Boeing has been awarded an amended type certificate (ATC) from the US Federal Aviation Administration (FAA) for the 737 MAX 9, paving the way for the aircraft to enter commercial service.

Certification comes at the end of a successful flight test programme, which started in March last year with two airframes.

Keith Leverkuhn, Vice President and General Manager of the 737 MAX Program, Boeing Commercial Airplanes, said: “Our teams built superior capabilities into the MAX 9 and proved them all the way through flight test. We’re looking forward to bringing this airplane to market for our valued customers. I am proud of the entire team for helping us reach another important development milestone.”

The first customer aircraft is undergoing final preparation before delivery to Lion Air Group.

The MAX 9 can carry up to 220 passengers and has a maximum range of 3,550 nautical miles (6,575km).

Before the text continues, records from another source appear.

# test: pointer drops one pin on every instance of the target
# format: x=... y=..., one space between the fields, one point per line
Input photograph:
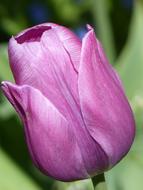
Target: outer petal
x=44 y=58
x=51 y=142
x=106 y=112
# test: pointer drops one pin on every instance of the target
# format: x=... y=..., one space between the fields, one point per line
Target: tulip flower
x=77 y=120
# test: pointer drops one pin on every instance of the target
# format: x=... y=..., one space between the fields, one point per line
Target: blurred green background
x=119 y=26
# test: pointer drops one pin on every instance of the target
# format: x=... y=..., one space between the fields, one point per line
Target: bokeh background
x=119 y=26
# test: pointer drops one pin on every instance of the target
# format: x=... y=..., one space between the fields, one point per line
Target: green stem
x=99 y=182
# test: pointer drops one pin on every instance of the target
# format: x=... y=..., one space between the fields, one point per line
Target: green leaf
x=12 y=177
x=128 y=174
x=130 y=63
x=5 y=72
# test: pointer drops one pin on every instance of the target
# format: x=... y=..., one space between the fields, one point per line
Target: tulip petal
x=50 y=138
x=106 y=112
x=43 y=60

The jet provides three additional rows compared to the MAX 8.

In other news, Boeing has finalised the firm configuration of the fourth member of the family, the MAX 10. Now that engineers have all the design requirements in place the manufacturer can move towards the detailed design phase prior to the start of construction of what will be the largest member of the company’s single-aisle family.

The 737 MAX 10 has a stretched fuselage that is 66in (168cm) longer than the MAX 9 and will carry up to 230 passengers (ten more than the MAX 9). Boeing claims the jet will offer 5% lower trip costs and 5% lower seat-mile costs compared to its competition. Deliveries are scheduled to start in 2020.